Esta não é uma família tradicional – o pai é figura completamente ausente, a ponto de não sabermos se esta mãe é divorciada ou viúva. O filho não pôde, também por razões obscuras, amadurecer na direção da autonomia e da independência, permanecendo um “crianção” que ainda dorme na mesma cama que a mamãe mesmo já tendo 27 anos de idade. A própria mãe revela-se como alguém que age de maneiras impulsivas, irracionais, motivada muito mais pelo chamado “instinto materno” do que por considerações de caráter ético-racional sobre valores como a justiça e a verdade.
No final das contas, o filme acaba suscitando uma reflexão sobre o crime e o castigo que é bem o avesso do que se depreende do enredo Dostoiévskiano. Há algo que une as duas obras: tanto o escritor russo quanto o cineasta sul-coreano não deixam dúvidas de que Raskolnikov e Do-Jun de fato cometeram os assassinatos de que são acusados e pelos quais são presos. Mas Raskolnikov não consegue conviver com a culpa, com todo o tormento psíquico de lembrar do crime cometido contra a senhora, e acaba por denunciar-se à justiça devido à irrupção desta culpa expelida de seu mundo exterior e que se transforma em algo punível pela justiça criminal.

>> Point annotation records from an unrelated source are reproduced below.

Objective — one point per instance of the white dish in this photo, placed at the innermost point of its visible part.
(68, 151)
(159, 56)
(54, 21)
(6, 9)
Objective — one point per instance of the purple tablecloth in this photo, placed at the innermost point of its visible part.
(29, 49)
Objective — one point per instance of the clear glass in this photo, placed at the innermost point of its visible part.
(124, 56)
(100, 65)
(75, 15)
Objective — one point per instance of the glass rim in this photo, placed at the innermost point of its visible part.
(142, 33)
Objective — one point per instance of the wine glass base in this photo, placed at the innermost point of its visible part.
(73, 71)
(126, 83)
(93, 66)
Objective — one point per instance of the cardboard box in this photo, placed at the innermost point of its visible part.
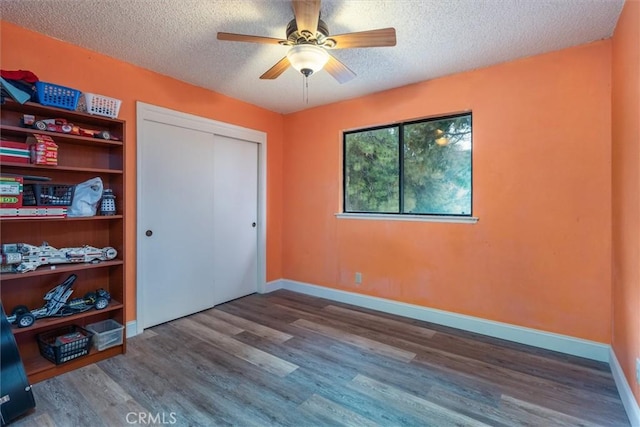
(16, 152)
(11, 189)
(44, 151)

Já Do-Jun, devido às próprias limitações mentais em que está confinado, parece não sentir o mesmo fardo de culpa.
Quando o filme nos revela o que de fato ocorreu na noite fatídica, vemos um jovem ainda virgem, apesar de estar beirando os 30 anos de idade, que segue uma garota atraente e que depois têm um encontro traumático com ela. A moça, irritada por estar sendo seguida, imaginando que aquele possa ser um provável estuprador, lança uma pedra contra ele, seguida por um discurso cujo teor é de um certo “ódio pelo macho” (e que pode trazer à lembrança certas personagens do cinema queer-punk de Virginie Despentes).

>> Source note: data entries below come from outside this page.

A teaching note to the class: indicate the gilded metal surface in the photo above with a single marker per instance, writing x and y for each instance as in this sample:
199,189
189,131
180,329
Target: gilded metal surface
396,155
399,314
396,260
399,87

Quando ela o “xinga” de retardado, Do-Jun fica irritado, como de praxe, e decide se vingar, lançando uma pedrada pesada na garota. É fato que o filme não descreve o ato como premeditado, nem afirma que Do-Jun tenha tido a intenção de matar. Notando que a garota está desacordada e sangrando, o agressor decide arrastar o corpo escada acima e depositar a moça em um local onde boa parte da vizinhança, ao raiar do dia, poderia vê-la naqueles apuros. Neste processo, Do-Jun deixa cair na cena do crime uma bola de golfe que pixara com sua letra – fator que será determinante para incriminá-lo aos olhos dos tiras quando o cadáver for descoberto.

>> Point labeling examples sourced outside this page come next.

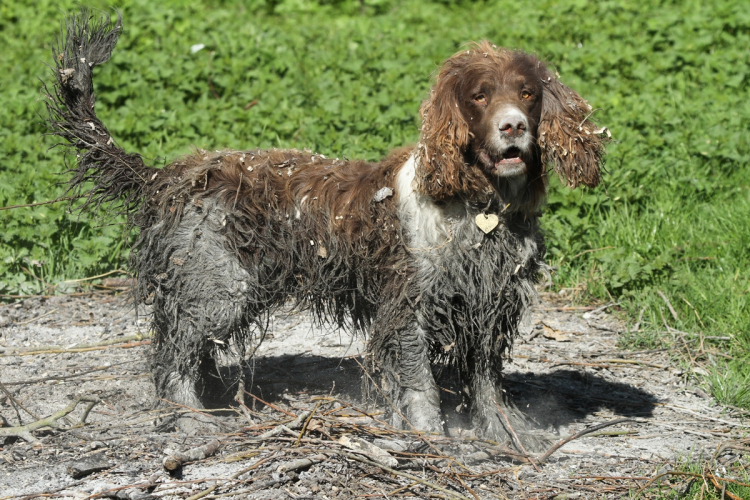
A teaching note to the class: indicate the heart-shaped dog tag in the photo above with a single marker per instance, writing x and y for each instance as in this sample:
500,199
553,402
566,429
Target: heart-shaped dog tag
487,222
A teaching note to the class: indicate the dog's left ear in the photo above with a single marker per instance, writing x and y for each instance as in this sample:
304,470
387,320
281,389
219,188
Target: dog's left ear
568,139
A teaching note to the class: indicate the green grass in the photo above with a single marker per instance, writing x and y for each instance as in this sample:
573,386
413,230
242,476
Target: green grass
346,79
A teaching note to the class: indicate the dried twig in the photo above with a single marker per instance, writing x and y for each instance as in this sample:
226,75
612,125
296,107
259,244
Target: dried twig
176,459
568,439
122,342
24,431
518,442
400,473
234,476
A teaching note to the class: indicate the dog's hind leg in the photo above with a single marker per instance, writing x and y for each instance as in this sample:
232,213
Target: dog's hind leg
203,299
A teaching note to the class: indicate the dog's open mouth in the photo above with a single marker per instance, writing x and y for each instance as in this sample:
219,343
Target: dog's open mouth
511,156
510,159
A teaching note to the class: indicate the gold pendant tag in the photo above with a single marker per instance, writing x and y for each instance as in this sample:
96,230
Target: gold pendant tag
487,222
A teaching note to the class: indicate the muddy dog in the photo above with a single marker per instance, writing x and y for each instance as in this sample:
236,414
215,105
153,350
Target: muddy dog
433,252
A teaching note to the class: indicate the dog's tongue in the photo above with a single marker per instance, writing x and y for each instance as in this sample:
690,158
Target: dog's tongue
507,161
510,157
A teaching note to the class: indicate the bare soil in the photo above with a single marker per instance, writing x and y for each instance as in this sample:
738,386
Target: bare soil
567,374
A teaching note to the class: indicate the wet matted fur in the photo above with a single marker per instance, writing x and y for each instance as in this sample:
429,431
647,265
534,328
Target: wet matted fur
393,249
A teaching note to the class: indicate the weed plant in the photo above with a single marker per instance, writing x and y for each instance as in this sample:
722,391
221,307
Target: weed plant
345,78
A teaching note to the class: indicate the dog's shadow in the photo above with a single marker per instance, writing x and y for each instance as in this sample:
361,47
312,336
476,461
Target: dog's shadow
549,400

Outro elemento determinante é o senhor mendigo, catador de restos, que na noite do crime havia se abrigado naquela casa vazia e abandonada. Ele acaba se tornando a testemunha ocular única do crime de Do-Jun. A mãe, que foi uma Miss Marple competente, ao descobrir a verdade acerca desta testemunha estará em uma encruzilhada ética difícil. Por um lado, abre-se o caminho de reconhecer a verdade e permitir ao senhor que conte à polícia o que sabe, o que confirmaria a culpa de Do-Jun e conduziria à sua condenação. Por outro lado, ela pode agir para calar esta testemunha que estilhaça a crença materna na inocência do filho.
Com o perdão do spoiler, este crítico precisa dizer, para uma apreciação justa da obra, que a escolha da mãe pelo assassinato do junk collector só aprofunda a tendência de cumplicidade tenebrosa com sua cria. Serve também para que Bong Joon-Ho realize comentários nada lisonjeiros sobre os vínculos familiares quando são levados a este ponto de obsessão e de irracionalismo, tripudiando sobre as leis sociais mais amplas em prol de um apego ao familismo mais estreito.
É a isso que eu referia quando falava, no começo deste texto, sobre a revelação do avesso do amor materno idealizado por representações caretas da sociedade que idolatra a família tradicional. Esta mãe é levada a assassinar um pobre homem espoliado e sem posses, e depois botar fogo em todos os parcos bens que este juntador de junk havia coletado, tudo para impedir a disseminação de uma verdade inglória sobre seu filho assassino.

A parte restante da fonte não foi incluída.